Depuis mon plus jeune age , je ramasse ,
Malgré tout le travail qui m’harasse ,
Des branchages que j’attache en fagot ,
Et que je porte à la ferme , sur mon dos.
L’hiver , quand la neige étend son blanc duvet,
Et que je sais , qu’au bois , il me faut aller ,
Avant de partir, je frotte mes sabots ,
Avec, de la braise et des tisons chauds.
Ainsi , lorsque j’y enfile mes pieds,
Cela me permets , le froid , de refouler.

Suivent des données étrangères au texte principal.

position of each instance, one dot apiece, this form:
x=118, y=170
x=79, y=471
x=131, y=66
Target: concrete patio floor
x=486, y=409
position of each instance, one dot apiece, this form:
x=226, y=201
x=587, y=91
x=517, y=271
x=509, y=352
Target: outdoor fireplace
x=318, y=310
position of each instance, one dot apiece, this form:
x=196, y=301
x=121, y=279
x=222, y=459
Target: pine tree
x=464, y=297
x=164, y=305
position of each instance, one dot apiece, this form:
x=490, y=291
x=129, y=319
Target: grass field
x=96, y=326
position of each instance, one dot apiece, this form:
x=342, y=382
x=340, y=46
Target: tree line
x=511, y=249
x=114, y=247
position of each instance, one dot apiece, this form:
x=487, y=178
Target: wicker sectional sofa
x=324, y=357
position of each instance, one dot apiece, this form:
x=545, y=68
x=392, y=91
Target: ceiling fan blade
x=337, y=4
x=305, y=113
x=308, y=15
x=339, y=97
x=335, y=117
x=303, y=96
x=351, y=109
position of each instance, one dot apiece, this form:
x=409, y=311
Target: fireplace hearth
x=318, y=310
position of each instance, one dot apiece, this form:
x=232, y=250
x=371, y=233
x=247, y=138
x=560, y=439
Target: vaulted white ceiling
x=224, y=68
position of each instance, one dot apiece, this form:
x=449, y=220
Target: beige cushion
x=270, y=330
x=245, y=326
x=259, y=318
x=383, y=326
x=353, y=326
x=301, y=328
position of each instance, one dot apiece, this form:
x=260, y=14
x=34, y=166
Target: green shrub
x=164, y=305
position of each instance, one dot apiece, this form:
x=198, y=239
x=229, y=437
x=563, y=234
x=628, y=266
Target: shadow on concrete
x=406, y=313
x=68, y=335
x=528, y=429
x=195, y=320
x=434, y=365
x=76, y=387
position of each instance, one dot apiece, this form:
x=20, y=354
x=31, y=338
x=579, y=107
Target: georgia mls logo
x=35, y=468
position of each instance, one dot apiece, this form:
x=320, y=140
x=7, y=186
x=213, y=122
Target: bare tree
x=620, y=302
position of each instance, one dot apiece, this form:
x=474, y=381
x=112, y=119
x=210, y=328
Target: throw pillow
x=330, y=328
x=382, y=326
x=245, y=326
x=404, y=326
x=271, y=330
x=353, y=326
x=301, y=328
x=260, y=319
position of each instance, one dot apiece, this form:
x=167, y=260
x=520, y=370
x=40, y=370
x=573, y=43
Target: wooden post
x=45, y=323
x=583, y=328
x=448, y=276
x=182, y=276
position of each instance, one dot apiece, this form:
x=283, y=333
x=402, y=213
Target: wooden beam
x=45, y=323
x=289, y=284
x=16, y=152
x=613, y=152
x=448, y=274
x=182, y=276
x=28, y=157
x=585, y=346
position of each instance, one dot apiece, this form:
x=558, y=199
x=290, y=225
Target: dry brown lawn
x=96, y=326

Oh ! cela ne dure pas très longtemps , je sais ,
Mais dans mes poches , j’y ai aussi glissé ,
Deux vieux galets que dans le feu, j’ai chauffé .
Sans ce bois , nous ne pouvons pas nous chauffer ,
Et nous ne pouvons pas , non plus , cuisiner,
Si cuisiner est le mot approprié.
Dans notre pièce de vie principale,
Un vieux cantou , préside , magistral.
Nous y faisons de gros feux de berger,et,
Dans un coin de l’âtre , pend à un crochet ,
La marmite de soupe qui mijote.
Je peux vous paraître peut être sotte ,
Mais quand il s’agit de survie : courage !
Ne pas baisser les bras devant l’ouvrage !
Aujourd’hui sous les années et le travail ,
Je courbe l’échine , vaille que vaille !
Je ne suis pas riche , mais je préfère,
Choisir ma vie et vivre là , au grand air.
Parfois on découvre , au détours des forêts ,
De délicieux champignons : girolles, bolets ,
Que l’on prend soin de ramasser pour manger,
Après les avoir mis , quelques mois séchés ,
A l’occasion d’un repas de fin d’année.
Mon mari et moi , nous nous faisons âgés ,
Mais pour rien notre mas , nous quitterons ,
Sauf , quand les cloches pour nous sonnerons.